Mike Soden’s Mespil Road home for €2.3m
Mike and Lou Soden bought 37 Mespil Road in 2002 when he became chief executive at Bank of Ireland. They upgraded the canal bank property and are now moving on to the late Albert Reynolds’s former apartment on Anglesea Road
Number 37 Mespil Road is Mike and Lou Soden’s 20th home, they think. An international career in banking saw the Sodens live at various times over the past 45 years in Canada, the UK, Norway, the US and Australia. But Number 37 became home when Mike returned to take up the role of chief executive of Bank of Ireland in 2002.
By 2004 he had resigned amid controversy over accessing websites forbidden under the bank’s online policy. The temptation then must surely have been to pack up and head elsewhere?
“We could have hopped on a plane and run away but we wanted to be bigger than that,” says Lou. Mike adds: “Once we came back to Ireland and settled we knew we were coming back for good. Lou has made sacrifices every time we moved. When we came back to Ireland I had never seen her happier with family and friends.”
The handsome redbricks set well back from the road on the banks of the Grand Canal between Leeson Street and Baggot Street bridges are nowadays mainly in commercial use. Though next door – the one time home of singer Percy French – sold last year for €1.1 million, and it will continue in residential use.
With no children the Sodens opted for the buzz of the city over the more obvious leafy suburbs close to schools. “This is a bit of an anonymous road. We’re very much town people, we both love to walk everywhere. The National Concert Hall is 10 minutes walk and you’ll nearly always pick up a last-minute ticket,” Lou says.

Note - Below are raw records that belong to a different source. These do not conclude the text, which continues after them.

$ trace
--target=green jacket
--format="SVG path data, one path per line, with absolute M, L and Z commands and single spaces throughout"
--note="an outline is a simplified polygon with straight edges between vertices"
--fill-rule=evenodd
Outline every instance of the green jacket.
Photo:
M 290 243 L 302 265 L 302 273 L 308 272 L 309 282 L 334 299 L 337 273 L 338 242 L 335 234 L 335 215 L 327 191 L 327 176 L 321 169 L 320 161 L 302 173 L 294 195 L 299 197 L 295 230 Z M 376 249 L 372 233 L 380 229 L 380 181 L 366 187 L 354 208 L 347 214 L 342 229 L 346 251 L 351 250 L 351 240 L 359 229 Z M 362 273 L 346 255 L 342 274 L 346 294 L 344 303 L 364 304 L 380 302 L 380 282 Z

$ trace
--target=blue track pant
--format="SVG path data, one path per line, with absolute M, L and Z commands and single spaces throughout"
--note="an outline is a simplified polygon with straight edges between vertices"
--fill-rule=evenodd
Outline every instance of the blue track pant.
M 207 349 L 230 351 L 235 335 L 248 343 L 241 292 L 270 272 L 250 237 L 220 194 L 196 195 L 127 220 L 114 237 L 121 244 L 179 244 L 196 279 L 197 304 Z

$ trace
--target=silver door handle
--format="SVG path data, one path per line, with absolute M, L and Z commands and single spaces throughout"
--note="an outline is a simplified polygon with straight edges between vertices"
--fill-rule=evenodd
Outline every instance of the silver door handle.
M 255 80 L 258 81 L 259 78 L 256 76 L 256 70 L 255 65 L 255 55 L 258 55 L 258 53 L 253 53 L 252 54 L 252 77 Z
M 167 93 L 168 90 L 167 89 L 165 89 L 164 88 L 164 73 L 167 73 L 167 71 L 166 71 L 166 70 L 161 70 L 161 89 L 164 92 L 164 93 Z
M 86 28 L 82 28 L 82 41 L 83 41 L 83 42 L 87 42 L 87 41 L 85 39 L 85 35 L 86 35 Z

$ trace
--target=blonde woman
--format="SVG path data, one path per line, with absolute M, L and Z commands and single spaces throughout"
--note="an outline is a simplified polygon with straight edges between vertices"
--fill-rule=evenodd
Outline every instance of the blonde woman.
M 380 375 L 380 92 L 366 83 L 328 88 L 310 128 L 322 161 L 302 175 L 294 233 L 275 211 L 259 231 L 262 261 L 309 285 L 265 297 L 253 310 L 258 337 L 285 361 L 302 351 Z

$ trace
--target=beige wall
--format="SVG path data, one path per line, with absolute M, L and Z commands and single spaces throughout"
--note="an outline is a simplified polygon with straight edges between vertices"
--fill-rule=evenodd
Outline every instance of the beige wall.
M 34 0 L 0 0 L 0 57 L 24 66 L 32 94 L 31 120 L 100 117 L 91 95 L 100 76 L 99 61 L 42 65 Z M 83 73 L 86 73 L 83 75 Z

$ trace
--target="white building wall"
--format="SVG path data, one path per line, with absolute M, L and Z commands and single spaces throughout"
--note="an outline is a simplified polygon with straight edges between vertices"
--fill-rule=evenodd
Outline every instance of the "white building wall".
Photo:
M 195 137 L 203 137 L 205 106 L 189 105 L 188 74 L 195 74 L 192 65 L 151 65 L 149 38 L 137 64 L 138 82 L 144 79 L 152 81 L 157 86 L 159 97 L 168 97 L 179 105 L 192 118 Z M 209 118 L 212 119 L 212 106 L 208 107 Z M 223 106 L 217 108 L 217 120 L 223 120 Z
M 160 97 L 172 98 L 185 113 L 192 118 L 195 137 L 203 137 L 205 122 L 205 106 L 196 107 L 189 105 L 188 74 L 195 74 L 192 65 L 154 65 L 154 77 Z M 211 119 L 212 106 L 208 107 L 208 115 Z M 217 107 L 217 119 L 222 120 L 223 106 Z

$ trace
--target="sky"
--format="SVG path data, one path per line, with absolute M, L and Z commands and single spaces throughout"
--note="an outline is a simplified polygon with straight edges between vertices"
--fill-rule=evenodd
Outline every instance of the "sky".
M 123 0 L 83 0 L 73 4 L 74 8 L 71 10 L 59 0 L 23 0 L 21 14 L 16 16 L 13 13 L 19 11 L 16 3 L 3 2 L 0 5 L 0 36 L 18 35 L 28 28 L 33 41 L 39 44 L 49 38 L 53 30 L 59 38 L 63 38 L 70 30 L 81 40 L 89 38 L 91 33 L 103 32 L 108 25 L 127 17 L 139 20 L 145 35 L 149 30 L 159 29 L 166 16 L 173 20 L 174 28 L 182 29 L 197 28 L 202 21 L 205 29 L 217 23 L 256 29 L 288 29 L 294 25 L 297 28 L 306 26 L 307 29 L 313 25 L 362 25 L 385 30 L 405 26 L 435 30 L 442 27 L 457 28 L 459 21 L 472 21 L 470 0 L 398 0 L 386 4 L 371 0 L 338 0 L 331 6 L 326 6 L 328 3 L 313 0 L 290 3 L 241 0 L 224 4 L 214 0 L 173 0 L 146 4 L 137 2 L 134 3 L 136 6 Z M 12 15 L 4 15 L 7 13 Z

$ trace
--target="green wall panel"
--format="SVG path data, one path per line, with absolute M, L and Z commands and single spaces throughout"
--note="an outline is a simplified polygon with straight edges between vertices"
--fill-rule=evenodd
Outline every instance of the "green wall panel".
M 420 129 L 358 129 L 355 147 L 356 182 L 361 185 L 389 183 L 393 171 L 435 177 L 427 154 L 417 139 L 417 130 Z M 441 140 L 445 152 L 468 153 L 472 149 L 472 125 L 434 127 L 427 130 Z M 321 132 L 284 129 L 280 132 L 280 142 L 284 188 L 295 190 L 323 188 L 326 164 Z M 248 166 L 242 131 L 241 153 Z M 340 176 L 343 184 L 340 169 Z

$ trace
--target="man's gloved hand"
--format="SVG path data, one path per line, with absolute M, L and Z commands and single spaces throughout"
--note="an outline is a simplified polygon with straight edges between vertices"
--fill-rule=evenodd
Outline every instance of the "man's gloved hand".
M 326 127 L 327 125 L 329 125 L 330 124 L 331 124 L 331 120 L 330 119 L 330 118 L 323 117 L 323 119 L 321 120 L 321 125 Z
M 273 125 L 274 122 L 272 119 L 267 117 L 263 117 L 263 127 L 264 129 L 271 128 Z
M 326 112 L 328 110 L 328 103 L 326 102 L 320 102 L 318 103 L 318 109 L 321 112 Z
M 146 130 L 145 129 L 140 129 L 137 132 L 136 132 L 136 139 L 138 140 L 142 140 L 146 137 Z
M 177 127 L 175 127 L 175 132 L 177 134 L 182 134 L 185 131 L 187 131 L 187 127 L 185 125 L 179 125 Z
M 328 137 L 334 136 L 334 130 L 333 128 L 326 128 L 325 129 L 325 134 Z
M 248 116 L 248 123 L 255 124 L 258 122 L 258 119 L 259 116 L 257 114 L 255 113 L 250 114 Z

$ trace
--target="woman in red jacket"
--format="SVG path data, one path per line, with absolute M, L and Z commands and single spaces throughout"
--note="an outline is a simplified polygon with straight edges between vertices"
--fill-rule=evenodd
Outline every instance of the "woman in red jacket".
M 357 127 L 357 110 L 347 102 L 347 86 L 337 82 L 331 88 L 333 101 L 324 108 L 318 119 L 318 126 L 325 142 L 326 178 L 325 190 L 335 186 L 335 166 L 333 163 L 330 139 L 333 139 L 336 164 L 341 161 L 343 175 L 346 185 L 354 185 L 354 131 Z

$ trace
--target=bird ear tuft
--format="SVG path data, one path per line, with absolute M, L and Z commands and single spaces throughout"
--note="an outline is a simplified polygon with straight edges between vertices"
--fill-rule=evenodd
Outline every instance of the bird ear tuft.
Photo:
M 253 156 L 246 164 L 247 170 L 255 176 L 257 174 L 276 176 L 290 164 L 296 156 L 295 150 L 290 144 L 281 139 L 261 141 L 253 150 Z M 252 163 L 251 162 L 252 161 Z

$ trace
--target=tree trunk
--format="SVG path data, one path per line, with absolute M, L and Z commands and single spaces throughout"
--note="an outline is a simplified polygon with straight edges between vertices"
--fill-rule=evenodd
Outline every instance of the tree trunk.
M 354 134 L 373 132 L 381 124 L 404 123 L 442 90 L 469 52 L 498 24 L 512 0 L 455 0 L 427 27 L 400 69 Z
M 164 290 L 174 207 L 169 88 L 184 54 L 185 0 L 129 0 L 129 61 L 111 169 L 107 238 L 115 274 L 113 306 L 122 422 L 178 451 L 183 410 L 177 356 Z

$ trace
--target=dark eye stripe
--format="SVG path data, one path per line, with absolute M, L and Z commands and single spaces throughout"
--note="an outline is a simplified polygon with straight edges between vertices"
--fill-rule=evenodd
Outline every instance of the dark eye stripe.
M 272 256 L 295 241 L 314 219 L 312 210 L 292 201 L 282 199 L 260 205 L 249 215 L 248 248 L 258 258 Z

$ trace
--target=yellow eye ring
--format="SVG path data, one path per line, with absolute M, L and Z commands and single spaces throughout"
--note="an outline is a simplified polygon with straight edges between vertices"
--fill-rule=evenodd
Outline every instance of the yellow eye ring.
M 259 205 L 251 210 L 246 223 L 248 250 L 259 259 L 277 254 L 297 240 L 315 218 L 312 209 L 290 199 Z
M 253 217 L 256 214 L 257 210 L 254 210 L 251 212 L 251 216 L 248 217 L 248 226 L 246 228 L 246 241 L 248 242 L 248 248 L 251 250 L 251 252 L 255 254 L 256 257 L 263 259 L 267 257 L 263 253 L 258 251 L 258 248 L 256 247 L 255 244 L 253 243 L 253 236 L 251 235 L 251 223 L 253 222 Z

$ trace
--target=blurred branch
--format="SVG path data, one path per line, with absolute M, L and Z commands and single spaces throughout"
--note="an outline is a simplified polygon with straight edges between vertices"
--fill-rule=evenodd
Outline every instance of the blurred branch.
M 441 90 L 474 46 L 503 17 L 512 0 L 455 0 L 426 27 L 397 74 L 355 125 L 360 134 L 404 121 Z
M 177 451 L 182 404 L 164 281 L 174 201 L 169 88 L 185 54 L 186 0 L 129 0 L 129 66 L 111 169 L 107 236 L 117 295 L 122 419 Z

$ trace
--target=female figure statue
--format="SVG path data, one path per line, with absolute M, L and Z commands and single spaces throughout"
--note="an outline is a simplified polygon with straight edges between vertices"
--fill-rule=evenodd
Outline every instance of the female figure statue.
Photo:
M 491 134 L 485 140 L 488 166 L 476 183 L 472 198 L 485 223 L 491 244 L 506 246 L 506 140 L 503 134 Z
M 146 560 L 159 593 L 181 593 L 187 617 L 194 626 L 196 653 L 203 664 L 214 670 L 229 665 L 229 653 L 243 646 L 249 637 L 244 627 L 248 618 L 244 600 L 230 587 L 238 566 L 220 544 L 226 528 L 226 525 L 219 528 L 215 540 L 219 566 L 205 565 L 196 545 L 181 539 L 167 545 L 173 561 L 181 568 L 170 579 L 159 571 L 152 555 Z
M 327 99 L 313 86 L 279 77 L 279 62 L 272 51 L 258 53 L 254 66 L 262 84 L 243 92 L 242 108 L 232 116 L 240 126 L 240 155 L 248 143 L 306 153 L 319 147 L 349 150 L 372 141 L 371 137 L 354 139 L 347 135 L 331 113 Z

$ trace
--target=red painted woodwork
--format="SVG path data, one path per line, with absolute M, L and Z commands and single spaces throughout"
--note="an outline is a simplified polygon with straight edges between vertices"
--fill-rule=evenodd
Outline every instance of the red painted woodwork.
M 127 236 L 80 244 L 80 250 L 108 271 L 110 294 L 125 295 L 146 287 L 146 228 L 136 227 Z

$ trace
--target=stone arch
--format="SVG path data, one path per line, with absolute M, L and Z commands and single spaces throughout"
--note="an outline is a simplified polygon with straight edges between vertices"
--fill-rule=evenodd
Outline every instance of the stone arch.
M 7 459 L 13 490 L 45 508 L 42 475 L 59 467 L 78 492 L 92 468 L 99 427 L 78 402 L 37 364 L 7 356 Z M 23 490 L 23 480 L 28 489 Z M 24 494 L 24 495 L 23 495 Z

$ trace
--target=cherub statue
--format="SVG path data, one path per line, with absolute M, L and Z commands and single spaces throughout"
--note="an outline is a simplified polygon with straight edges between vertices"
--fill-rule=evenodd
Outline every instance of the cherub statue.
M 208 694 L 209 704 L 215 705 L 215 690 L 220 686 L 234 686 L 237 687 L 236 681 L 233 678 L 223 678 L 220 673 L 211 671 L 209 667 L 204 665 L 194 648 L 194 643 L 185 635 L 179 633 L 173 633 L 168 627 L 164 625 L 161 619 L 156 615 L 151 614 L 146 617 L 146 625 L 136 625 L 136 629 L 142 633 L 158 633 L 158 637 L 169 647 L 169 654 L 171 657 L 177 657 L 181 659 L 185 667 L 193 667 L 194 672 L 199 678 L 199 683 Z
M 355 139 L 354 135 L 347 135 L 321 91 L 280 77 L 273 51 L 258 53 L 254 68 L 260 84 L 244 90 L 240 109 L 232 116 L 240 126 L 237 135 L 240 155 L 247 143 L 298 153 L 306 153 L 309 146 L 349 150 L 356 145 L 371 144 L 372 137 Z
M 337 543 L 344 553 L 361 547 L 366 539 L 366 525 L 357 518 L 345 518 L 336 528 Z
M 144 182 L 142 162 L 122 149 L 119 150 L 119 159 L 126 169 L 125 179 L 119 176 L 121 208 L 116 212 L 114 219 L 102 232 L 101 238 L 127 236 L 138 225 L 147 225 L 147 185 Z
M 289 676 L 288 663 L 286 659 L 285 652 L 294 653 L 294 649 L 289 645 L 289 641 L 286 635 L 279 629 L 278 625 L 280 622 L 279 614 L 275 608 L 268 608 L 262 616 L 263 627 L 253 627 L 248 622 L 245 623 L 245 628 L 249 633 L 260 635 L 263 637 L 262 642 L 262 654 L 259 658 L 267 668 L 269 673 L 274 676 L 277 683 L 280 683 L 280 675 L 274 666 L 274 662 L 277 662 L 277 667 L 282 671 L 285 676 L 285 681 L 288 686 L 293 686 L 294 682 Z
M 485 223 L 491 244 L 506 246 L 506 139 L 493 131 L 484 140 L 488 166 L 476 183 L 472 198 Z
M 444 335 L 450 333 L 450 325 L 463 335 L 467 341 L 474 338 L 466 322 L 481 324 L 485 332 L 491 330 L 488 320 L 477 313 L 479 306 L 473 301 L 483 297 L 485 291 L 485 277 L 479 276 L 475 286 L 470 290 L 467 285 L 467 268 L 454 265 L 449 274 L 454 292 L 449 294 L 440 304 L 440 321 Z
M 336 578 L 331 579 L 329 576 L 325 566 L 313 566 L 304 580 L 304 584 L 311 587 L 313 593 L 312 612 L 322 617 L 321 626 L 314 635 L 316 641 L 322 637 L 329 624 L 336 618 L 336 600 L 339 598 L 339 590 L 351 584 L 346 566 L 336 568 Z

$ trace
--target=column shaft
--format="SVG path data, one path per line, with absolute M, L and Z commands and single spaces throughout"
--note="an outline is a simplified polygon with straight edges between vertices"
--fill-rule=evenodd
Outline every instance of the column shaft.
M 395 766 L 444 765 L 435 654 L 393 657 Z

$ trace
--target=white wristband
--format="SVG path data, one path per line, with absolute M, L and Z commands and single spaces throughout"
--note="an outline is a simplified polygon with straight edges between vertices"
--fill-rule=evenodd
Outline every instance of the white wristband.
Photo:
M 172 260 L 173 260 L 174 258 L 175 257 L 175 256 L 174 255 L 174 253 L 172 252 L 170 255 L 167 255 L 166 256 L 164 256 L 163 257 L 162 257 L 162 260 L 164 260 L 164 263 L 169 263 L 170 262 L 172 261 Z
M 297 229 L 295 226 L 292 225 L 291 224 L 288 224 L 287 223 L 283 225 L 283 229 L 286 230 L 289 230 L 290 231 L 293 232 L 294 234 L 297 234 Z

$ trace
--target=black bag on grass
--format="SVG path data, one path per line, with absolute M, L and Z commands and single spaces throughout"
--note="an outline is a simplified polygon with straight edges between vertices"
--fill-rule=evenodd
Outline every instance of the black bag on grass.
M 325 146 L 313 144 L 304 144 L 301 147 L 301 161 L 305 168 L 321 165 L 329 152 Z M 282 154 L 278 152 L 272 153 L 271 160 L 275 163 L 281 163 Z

The three-storey Victorian was purchased for €2.3 million in 2002 in walk-in condition, and the Sodens spent a further €600,000 modifying the protected structure to their requirements.
Working with a quantity surveyor and builder, they extended out to the south facing rear creating a large kitchen/ breakfast room with vaulted glazed roof and floor to ceiling windows.
It’s clear the 3,800sq ft (353sq m) house was redesigned to accommodate an easy flow, and with entertainment in mind. Upstairs at hall level the formal interconnecting reception rooms mirror each other with matching marble fireplaces (gas fired) and original plasterwork.
A large triptych photograph of Albert Bridge dominates one side of the entrance hall, and serves as a reminder of the view from their London apartment when they lived in the converted original studio of leading UK architect Norman Foster’s building near Battersea.